Gallagher wasn’t quite as harsh.
“It’s hard to completely dominate teams for 60 minutes,” he said. “There’s parts of the last two games that we really liked, and there’s parts that we don’t and we need to correct. Speaking of tonight, tough team to play against, they take away your time and space. I thought the effort was there, the execution, it’s tough, especially playing in their building. The first goal would have helped, it would have forced them to open up a bit.”
Speaking of which ...
At one point in the second period, Mike Matheson had the puck in his own zone, looked up and saw five Kings players in the neutral zone. So, he waited, except the Canadiens were trailing at the time, and wasting time would only help the Kings. So he tried to attack that one-three-one trap, and failed.
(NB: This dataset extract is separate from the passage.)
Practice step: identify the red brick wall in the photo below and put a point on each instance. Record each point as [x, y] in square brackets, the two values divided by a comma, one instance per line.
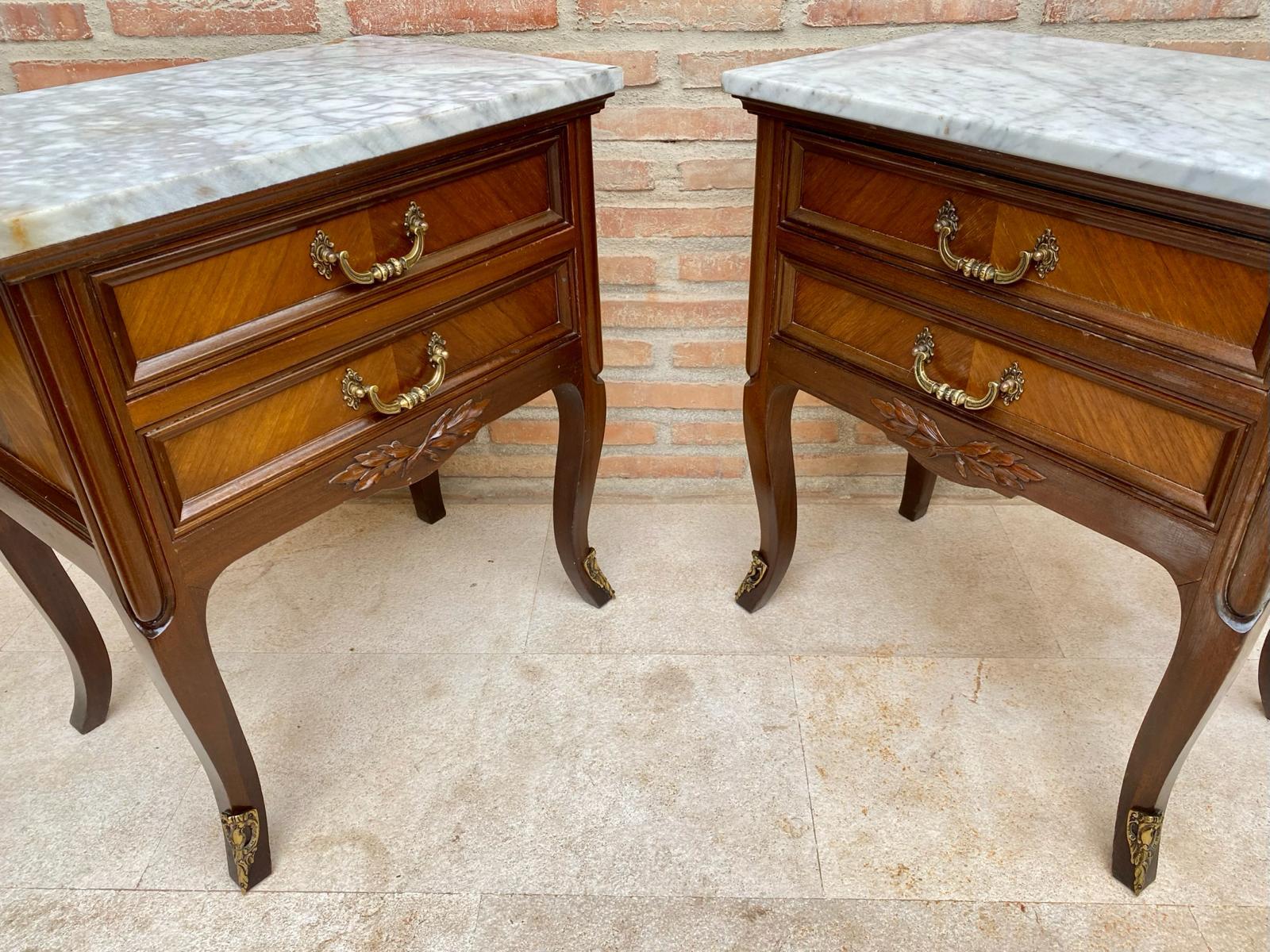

It was somewhat reminiscent of what happened 12 years earlier, when the Philadelphia Flyers faced Guy Boucher’s Tampa Bay Lightning and simply sat back, waiting for the Lightning to break their trap and forecheck. And the lead “forechecker” waiting at the Flyers blue line in this clip is none other than Martin St. Louis.
“I would have liked to be leading by a goal and stand behind our net the rest of the game,” St. Louis said after the game.
It’s a funny line considering the above clip, but from the sounds of it, this is something that was actually brought up in the Canadiens room prior to this game.
“Marty was on that team. Marty was on the ice if you watch the clip,” Gallagher said. “If we had a lead, you would have seen it.”
As for whether Matheson considered doing it, just sitting there waiting for the Kings to act, he said the game situation did not allow for it.
“You can’t do it when you’re down. I think we would have considered it (if) we were up,” he said. “But that’s the nature of that game, you give up a goal or two and they’re just kind of sitting in it.”
The thing about such a disciplined trap like that is the Canadiens had to be just as disciplined in breaking it.
“They’re really good at it,” Matheson said. “You have to stay very patient against it and know that your level of what’s successful isn’t going to be, like a clean entry, hit the D late for a shot. That’s not going to be what you’re getting. You’re getting, you’re breaking it, getting in the zone, and then going to work. So I think you have to stay patient and know it’s going to be a game like that.”
It’s difficult not to think of the lost opportunity here, that a team coached by St. Louis would sit back and wait in their own end with the puck against a one-three-one neutral zone trap if only the Canadiens were able to get a lead.
That really would have been the perfect, viral capper on a trip through California that had two wins and one loss, some ups and downs, but didn’t really answer many of the questions that faced the Canadiens when they arrived.